Obecalp also prompted a dim memory of reading about a product advertised in the middle of the twentieth century whose name was also something good spelled backwards. It took a little Googling before I confirmed it was Serutan, a natural laxative. For more about Serutan's marketing profile, visit the Original Old-Time Radio. (Evian and Tums are two other brand names that are also words spelled backwards, but their makers don't actually encourage customers to do that.)

2 comments:

Anonymous said...

I have to disagree with you that the use of a placebo is deception that shouldn't occur. Sometimes the placebo effect is very real and useful: studies have shown that under certain circumstances, the use of a placebo can be as effective as a prescription drug for things as serious as depression or as minor as a wart. Apparently the body has, in many cases, the capacity to heal itself if nudged--and if the mind is tricked into believing that the nudge (the false drug) is doing something to help the condition, the body does the rest.

A small anecdote: when my youngest was 4 years old, she developed a large wart on one of her toes. Our pediatrician explained to her that if she thought about the wart every day and told it to disappear, it would go away. The following day we were at a book fair were a mother was dressed up as Strega Nona, and my daughter who knew the story, went up to her and asked her to cure her wart. Keeping to her role, Strega Nona told her that she needed to think loving thoughts, and it would disappear if she thought hard enough about it. Within a week it was gone.

I telephoned our pediatrician to tell her about this "cure". She reported that there have been studies that, with young enough children, telling them that you can cure a wart with magic works--faster than any chemical, freezing or other known cure.

I realize we have a strong regard for the truth. But, in limited circumstances, a deception can both be helpful and become true. It is perhaps a dangerous proposition, especially in our current political world, but in medicine, it's worth exploring.

J. L. Bell said...

First of all, I didn't write that deceiving children or others about a placebo "shouldn't occur." I wrote that any such deception was problematic, yet also that placebos' effects depend on their being thought effective.

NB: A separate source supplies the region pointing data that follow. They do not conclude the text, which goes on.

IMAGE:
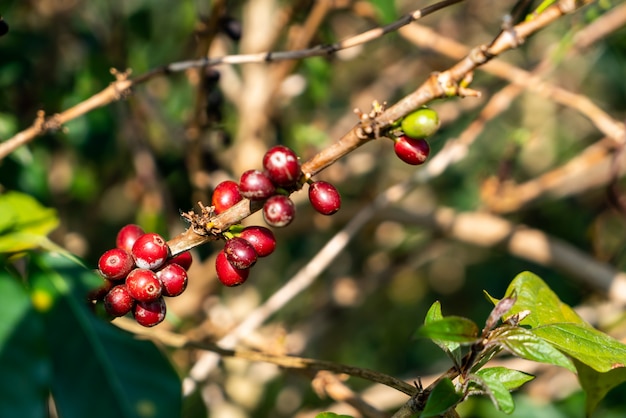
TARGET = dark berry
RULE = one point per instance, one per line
(150, 251)
(118, 301)
(279, 211)
(150, 313)
(127, 236)
(183, 259)
(143, 285)
(261, 238)
(240, 253)
(282, 165)
(173, 277)
(324, 197)
(227, 274)
(411, 151)
(115, 264)
(421, 123)
(256, 185)
(225, 195)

If parents do decide to fool children with pills, I think they might as well offer chewable vitamins than something which requires a special order and has little nutritive value.

Warts usually disappear spontaneously, as your pediatrician no doubt knew. Because they're so visible and bothersome, humans have long tried to get rid of them more quickly. But most of the easy cures have been about as effective as Huck Finn's plan to whirl a dead cat in a graveyard. The latest, unavailable until recent decades, is duct tape. Most of the hard cures probably aren't worth the trouble.

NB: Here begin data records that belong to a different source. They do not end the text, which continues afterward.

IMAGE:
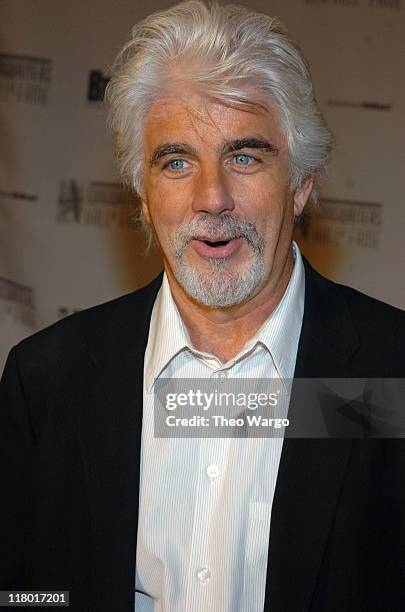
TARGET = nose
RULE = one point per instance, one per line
(212, 194)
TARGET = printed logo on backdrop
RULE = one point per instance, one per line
(17, 302)
(97, 84)
(24, 79)
(384, 4)
(18, 195)
(95, 203)
(343, 223)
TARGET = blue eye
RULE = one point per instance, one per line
(242, 159)
(176, 164)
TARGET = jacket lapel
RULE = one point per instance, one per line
(110, 425)
(311, 470)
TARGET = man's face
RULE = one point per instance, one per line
(218, 199)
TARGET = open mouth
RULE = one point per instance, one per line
(217, 243)
(216, 248)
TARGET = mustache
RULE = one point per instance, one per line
(216, 228)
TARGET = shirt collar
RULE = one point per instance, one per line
(279, 334)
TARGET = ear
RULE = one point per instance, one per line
(301, 195)
(145, 208)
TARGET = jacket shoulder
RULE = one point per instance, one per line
(68, 338)
(380, 327)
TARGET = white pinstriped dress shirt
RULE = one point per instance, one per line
(205, 503)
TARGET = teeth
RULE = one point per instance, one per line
(217, 243)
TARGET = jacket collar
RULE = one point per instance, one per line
(110, 423)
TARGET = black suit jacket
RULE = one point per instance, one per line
(70, 434)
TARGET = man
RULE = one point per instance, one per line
(218, 131)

Because warts so often go away spontaneously, to be effective a placebo has to be not only consistently better than other treatments, but also consistently better than nothing. I don't know of a study showing that.

Of course, if what families want isn't just the departure of the wart but the belief that they're doing something about the problem, then a placebo might be effective. And it carries less risk of harm than anything else, including the dead cat in the graveyard.